All this impatience reaches every corner of our life, including our relationship with God. Often, when we pray for a solution to a problem, we want the solution to be in our way and on our time table. When that doesn’t happen, we often don’t understand what the heck God is up to and, in trying to help us, friends will sometimes quote Bible verses, which is good. Those verses are often taken out of context, which is bad. I want to look at one of those verses.
Jeremiah 29
11 For I know the thoughts that I think toward you, says the Lord, thoughts of peace and not of evil, to give you a future and a hope.
When people are going through trying times, we sometimes will quote this verse, trying to convey the sentiment that better times are probably just around the corner. However, that was not the sentiment that God was conveying to the people of Israel here.
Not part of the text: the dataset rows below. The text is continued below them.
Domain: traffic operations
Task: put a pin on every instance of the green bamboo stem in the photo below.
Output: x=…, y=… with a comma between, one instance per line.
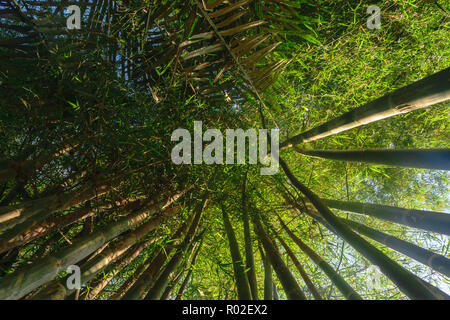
x=436, y=159
x=421, y=94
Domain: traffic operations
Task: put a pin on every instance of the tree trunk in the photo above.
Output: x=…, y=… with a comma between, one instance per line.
x=268, y=281
x=249, y=260
x=421, y=94
x=433, y=260
x=405, y=280
x=189, y=274
x=148, y=277
x=300, y=269
x=125, y=259
x=16, y=285
x=45, y=227
x=438, y=222
x=162, y=281
x=290, y=285
x=438, y=159
x=110, y=254
x=335, y=278
x=240, y=275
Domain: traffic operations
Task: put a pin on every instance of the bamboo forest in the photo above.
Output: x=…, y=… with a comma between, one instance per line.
x=319, y=133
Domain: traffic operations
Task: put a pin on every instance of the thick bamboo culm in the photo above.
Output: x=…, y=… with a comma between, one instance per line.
x=436, y=159
x=421, y=94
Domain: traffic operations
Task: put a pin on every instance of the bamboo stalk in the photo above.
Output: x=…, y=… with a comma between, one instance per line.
x=438, y=222
x=336, y=279
x=21, y=282
x=405, y=280
x=163, y=280
x=249, y=260
x=242, y=285
x=438, y=159
x=420, y=94
x=433, y=260
x=290, y=285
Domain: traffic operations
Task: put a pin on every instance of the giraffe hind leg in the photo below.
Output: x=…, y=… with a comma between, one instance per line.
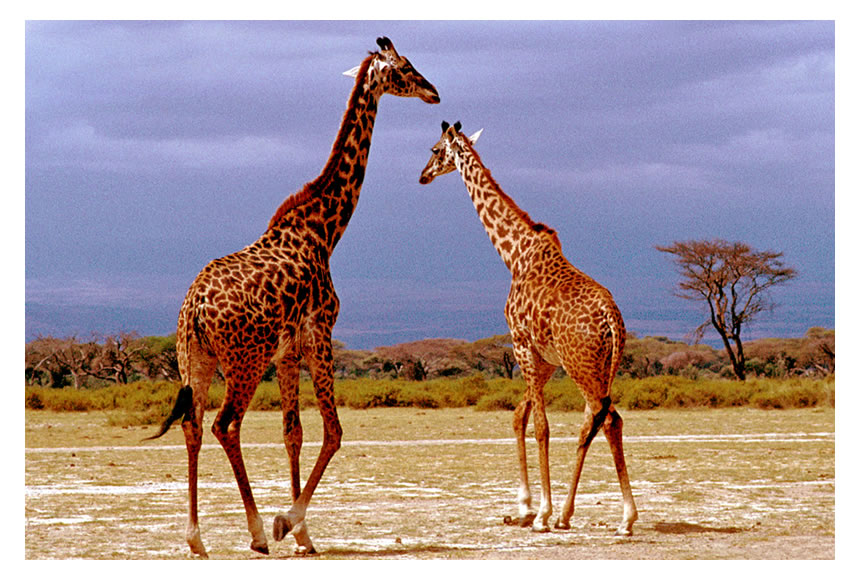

When God said this, the people of Judah were about to be conquered by Babylon and carried away into captivity that would last for 70 years. This was God’s punishment for the idolatry they had fallen into and His way of curing them of that idolatry. The pain had a purpose. They ended up coming back to a right relationship with God but it took time. God did bring them back out of captivity, after 70 years, once His purposes had been accomplished.
Fortunately, most of the seasons of pain we have to endure don’t last for 70 years but they do often last a long time, sometimes a very long time, sometimes even a lifetime. Just like when Babylon conquered Judah, the pain will last until God’s purposes are accomplished. And, just as then, we will end up better off as a result of the pain. We must do our best to remember that when we’re so bent on God doing things on our time table.
So, remember, God wants even better things for you than you want for you but He is looking at the eternal prospective and, if you think the way I too often think, you are probably taking a much shorter term prospective. Looking at the eternal prospective changes things. Be still and know that He is God (Psalm 46:10). Trust Him and let Him teach you as He walks with you through the hard times. Better things may be just around the corner or maybe not. Regardless, if you are His child, things will be better than you can now imagine for eternity. Rest in that truth and take comfort from it.